Pierre Lune poésies symboliques

Pierre Lune poésies symboliques

La Chanson des Morts

 

La Chanson des Morts

 

Fragment d'un poème: Un Amour dans les Tombes.

 

 

                                    «Qui vous dit que la mort n'est pas

                                        une autre vie?»

 

Une nuit que le vent pleurait dans les bruyères,

À l'heure où le loup maigre hurle au fon des forêts,

Où la chouette s'en va miaulant dans les gouttières,

Où le crapaud visqueux râle au fond des marais,

Disputant ma pelisse à la bise glaciale,

Par les sentiers perdus je m'en allais rêvant,

Fouetté par l'âpre neige et l'ardente rafale

Le saule échevelé se tordait en pleurant,

L'ombre sur le chemin finissait de s'étendre,

Un chien poussait au loin de plaintifs hurlements,

Derrière moi sans cesse il me semblait entendre

Un pas qui me suivait et des ricanements!

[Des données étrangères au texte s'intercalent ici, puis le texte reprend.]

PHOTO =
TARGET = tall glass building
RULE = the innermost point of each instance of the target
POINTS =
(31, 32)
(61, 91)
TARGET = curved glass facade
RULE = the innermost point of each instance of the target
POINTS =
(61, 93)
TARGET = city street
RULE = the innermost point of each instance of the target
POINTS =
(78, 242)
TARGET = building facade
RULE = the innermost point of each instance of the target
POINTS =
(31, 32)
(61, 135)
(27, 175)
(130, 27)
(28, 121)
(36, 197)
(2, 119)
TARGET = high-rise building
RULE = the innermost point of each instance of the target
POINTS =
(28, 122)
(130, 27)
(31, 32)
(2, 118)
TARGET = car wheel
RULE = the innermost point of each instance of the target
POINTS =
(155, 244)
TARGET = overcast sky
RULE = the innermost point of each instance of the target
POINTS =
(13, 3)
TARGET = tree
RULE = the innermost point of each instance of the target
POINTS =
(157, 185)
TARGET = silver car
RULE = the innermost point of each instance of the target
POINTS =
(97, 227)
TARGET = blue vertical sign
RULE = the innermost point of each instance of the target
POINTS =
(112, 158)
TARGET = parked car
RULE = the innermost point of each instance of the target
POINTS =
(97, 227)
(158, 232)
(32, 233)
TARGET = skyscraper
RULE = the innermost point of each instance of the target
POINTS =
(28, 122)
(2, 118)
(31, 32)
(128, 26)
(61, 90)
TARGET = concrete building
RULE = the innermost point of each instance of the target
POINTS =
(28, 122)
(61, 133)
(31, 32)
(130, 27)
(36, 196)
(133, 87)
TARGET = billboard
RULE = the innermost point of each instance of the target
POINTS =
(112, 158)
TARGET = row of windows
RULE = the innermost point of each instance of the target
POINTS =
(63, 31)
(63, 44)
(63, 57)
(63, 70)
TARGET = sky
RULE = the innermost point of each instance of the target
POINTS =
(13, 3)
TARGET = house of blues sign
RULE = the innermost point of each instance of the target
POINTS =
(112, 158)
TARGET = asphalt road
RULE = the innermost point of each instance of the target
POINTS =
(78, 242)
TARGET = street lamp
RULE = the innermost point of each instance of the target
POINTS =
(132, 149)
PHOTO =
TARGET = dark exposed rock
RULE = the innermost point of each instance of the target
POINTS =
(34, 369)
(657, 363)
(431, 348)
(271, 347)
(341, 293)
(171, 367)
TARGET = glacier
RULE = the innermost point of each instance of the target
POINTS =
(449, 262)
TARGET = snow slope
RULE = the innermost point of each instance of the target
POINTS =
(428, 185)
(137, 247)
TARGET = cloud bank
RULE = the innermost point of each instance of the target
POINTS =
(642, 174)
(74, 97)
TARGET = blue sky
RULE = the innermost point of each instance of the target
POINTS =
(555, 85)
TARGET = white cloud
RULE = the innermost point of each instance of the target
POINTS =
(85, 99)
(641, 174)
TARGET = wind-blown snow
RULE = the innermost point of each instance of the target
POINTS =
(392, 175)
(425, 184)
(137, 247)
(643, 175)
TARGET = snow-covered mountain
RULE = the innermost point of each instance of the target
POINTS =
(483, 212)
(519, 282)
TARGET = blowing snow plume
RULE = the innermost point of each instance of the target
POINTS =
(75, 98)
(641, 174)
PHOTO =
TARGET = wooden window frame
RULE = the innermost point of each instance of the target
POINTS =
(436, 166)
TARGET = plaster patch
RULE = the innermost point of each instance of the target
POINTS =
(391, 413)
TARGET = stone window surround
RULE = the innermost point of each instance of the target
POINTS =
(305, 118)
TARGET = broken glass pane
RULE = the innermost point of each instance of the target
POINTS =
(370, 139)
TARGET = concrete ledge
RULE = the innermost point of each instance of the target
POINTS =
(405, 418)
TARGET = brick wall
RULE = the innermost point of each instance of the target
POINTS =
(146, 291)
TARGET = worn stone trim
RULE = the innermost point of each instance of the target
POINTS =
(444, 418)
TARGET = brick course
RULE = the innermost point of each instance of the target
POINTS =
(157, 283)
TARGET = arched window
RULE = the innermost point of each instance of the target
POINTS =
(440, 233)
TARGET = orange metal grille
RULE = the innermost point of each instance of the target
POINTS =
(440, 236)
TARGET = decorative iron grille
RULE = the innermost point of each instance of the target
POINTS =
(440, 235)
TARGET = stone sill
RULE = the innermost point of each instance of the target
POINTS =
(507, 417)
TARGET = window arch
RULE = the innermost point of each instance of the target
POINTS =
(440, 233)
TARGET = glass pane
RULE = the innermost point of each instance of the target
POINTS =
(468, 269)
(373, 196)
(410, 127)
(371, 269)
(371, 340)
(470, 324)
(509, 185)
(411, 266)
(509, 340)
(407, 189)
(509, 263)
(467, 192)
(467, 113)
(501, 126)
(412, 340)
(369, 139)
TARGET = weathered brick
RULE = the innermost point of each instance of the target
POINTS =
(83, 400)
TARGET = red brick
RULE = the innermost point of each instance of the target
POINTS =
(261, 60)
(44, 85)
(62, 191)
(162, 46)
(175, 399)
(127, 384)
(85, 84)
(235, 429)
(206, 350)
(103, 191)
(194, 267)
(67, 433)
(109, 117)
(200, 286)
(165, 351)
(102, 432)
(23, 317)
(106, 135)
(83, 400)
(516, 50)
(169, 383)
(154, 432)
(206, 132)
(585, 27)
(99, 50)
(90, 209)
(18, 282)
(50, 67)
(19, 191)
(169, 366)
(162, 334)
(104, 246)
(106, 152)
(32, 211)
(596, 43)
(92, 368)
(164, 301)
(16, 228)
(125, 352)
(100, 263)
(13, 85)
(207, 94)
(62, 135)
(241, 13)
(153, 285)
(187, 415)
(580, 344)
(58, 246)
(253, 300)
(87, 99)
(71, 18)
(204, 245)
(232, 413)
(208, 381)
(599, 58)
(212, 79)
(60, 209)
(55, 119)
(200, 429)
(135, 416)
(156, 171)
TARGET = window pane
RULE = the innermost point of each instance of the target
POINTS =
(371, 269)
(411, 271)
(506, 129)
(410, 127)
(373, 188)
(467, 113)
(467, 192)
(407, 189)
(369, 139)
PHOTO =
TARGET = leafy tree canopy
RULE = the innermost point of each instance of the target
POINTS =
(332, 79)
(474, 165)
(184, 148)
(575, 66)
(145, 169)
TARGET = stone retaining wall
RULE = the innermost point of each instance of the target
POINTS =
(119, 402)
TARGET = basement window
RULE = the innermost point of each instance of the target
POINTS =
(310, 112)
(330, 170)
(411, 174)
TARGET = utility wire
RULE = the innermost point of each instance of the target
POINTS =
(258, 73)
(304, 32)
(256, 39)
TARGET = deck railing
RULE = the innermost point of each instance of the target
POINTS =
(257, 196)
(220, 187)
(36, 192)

Tandis que je suivais ces routes isolées,

La chevelure au vent et frissonnant d'effroi,

S'éparpillant au loin en lugubres volées

Minuit sonna bientôt au clocher du beffroi.

Je m'assis sur un tertre où jaunissait le lierre,

Devant moi s'étendait l'immense cimetière...

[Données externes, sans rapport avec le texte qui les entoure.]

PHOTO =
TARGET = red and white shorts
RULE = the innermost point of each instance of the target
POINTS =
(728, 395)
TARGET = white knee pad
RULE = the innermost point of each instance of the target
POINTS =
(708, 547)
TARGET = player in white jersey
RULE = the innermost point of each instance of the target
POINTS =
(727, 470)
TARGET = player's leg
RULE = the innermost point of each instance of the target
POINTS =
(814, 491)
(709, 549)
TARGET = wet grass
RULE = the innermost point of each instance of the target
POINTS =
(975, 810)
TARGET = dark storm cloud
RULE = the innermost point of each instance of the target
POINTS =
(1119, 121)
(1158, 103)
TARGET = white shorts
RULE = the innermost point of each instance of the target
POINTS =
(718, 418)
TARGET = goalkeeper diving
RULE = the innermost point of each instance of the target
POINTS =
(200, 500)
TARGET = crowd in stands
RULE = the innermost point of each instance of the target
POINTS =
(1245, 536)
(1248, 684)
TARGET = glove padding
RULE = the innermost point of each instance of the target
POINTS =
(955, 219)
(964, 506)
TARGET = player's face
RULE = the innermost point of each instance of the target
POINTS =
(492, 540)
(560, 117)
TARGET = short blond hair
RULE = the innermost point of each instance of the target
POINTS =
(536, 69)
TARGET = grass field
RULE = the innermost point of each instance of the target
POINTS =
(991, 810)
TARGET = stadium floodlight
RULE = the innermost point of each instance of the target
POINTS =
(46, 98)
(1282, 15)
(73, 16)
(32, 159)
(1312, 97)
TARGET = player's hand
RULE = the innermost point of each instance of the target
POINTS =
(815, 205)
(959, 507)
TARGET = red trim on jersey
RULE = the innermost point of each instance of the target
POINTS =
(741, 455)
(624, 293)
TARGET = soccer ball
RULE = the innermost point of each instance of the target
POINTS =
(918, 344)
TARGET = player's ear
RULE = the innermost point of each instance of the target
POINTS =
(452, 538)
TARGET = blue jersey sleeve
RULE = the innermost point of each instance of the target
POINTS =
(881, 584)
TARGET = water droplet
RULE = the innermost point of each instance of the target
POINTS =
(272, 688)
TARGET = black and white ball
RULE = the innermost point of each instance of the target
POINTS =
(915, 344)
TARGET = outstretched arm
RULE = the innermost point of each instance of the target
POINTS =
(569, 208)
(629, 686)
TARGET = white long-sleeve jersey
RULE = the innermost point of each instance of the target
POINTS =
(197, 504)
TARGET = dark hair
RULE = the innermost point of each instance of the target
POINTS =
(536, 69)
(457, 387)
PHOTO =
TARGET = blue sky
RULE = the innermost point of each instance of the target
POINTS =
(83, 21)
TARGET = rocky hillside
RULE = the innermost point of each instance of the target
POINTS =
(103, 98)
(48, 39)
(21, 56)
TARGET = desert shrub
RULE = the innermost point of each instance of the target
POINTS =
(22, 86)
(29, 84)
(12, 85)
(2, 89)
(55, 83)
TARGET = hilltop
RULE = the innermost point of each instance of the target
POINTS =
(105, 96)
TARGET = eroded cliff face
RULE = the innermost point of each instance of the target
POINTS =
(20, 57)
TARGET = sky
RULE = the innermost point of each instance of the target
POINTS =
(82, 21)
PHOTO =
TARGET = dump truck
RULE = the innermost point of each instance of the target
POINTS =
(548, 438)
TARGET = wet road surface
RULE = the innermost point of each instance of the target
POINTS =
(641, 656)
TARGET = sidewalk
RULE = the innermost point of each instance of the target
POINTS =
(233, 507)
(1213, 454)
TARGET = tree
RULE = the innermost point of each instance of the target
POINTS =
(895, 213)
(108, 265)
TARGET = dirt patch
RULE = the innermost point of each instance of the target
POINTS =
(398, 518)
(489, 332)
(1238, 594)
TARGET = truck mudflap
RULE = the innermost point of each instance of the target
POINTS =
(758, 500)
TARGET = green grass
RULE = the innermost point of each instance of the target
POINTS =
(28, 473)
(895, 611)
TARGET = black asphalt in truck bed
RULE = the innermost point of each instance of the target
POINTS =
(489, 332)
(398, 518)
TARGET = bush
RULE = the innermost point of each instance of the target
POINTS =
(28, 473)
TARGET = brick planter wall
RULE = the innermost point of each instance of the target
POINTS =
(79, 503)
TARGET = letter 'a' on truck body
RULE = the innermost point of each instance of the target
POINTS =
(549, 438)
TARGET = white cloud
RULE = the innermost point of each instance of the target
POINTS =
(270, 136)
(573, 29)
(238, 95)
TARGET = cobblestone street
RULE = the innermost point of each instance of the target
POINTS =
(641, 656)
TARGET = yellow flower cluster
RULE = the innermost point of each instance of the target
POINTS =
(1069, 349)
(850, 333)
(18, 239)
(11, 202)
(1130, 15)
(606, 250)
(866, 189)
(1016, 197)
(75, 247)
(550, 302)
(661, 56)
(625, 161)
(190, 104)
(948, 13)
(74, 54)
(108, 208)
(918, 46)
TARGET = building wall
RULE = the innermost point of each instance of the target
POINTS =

.................................................................

... Quand je vis tout à coup, légion vagabonde,

Se prendre par la main des squelettes glacés.

On commence, et tandis que tournoyait leur ronde

Ils glapissent en choeur l'hymne des trépassés:

 

               Tandis qu'à ton front passe

               Un nuage orageux,

               Lune, voile ta face

               Et détourne tes yeux.

               Nous allons en cadence

               Et que chacun s'élance

               Donnons à cette danse

               Nos bonds les plus joyeux.

 

Ils hurlent en sifflant et l'ardente rafale

Emporte les éclats de leur voix sépulcrale.

 

 

               Pauvre sagesse humaine

               Dont le monde est si fier,

               Tu te disais certaine

               D'un ciel et d'un enfer.

               Enfer et ciel, chimère!

               On vit au cimetière

               Sans Dieu ni Lucifer!

 

Ils hurlent en sifflant et l'ardente rafale

Emporte les éclats de leurs voix sépulcrales.

 

               Oui, c'est au cimetière

               Qu'on vit après la mort;

               Sur l'oreiller de pierre

               Le trépassé s'endort.

               Mais quand l'ombre s'étale

               Il soulève sa dalle

               Et de sa tombe il sort.

 

Ils hurlent en sifflant et l'ardente rafale

Emporte les éclats de leur vois sépulcrale.

 

               Nous narguons de la lune

               Les regards pudibonds,

               Nous dansons à la brune

               Ainsi que les démons,

               Puis la danse passée,

               Sur la pierre glacée,

               Près de notre fiancée,

               Mieux que vous nous aimons.

 

Ils hurlent en sifflant et l'ardente rafale

Emporte les éclats de leur vois specturale.

 

              Puisqu'ils oublient si vite

              Leurs plus proches parents,

              Que leur regret habite

              En eux si peu de temps.

 

              Crachons-leur ce blasphème:

              À leur ciel l'anathème!

              Anathème à Dieu même!

              Anathème aux vivants!

 

Ils hurlent en sifflant et l'ardente rafale

Emporte les éclats de leur voix sépulcrale.

 

Et moi pétrifié de ces clameurs funèbres,

De mon gosier en feu sort un cri de terreur;

Et je les vis soudain dans l'ombre et les ténèbres

Qui fuyaient en tumulte harcelés par la peur,

Puis tout se tut bientôt. De nouveau le silence

Commençait à régner quand j'ouïs tout à coup

L'un d'entre eux fureter comme un spectre en démence

Et hurler en pleurant:«On m'a volé mon trou!»